Caribbean. Caribbean islands are among the places most dependent on tourism. Fears of coronavirus reduced bookings, leading to layoffs and economic shocks from Cuba to Barbados. Many islands depend on remittances from residents who are abroad; remittances declined as layoffs in the US and elsewhere reduced what was sent home.
Caneel Bay Resort on St John in the US Virgin Islands National Park attracted over 1,000 visitors a month until Hurricanes Irma and Maria in September 2017 destroyed the eco-resort begun by the Rockefeller family. Caneel Bay owner CBI Acquisitions has the right to use park land until 2023, and does not want to rebuild unless the National Park Service, which owns two-thirds of St John, extends its land use rights. Caneel Bay’s relations with long-time employees deteriorated because the resort closes for six to eight weeks each year during hurricane season.
Southwestern Puerto Rico experienced a 6.4 earthquake January 7, 2020, damaging 8,300 homes. Aftershocks continued for weeks, and residents expressed frustration with slow responses to help them repair damaged homes. Over 30,000 people applied for aid to rebuild their homes, but inspectors found many of the houses for which rebuilding aid was requested to be safe, raising concerns about fraud.

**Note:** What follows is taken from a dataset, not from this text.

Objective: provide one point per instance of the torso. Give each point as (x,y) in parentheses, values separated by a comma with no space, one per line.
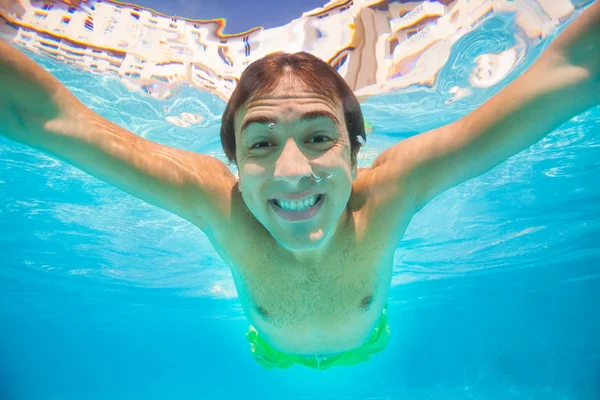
(312,309)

Guyana, a country of 750,000 people, expects to benefit from eight billion barrels of offshore oil found by ExxonMobil; production is expected to top 750,000 barrels a day by 2025. There are disputes between the two major political parties, the Partnership for National Unity representing the Afro-Guyanese who dominate among urban residents and the People’s Progressive Party representing ethnic Indians in rural areas, about how to spend oil money. The PNU wants to spend oil money to expand government employment, while the PPP wants to revive traditional sectors, including sugar, rice, bauxite and gold mining. The PNU was declared the winner after elections in March 2020 that foreign observers deemed fraudulent.
Peru is becoming a major exporter of fruits and vegetables, and the completion of new irrigation projects near Olmos in northern Peru is likely to increase exports. Peru is on the verge of surpassing Chile in blueberry exports; northern Peru gets 12 hours of daylight year-round, generating yields of 16 tons per acre compared with 11 tons an acre in the US. Most northern Peru export farms are 1,000 hectares or more, and many are owned or financed by US buyers of table grapes, avocados, asparagus and blueberries. There are no major cities in the area with export agriculture, but a city is being built to house farm workers who earn $12 a day.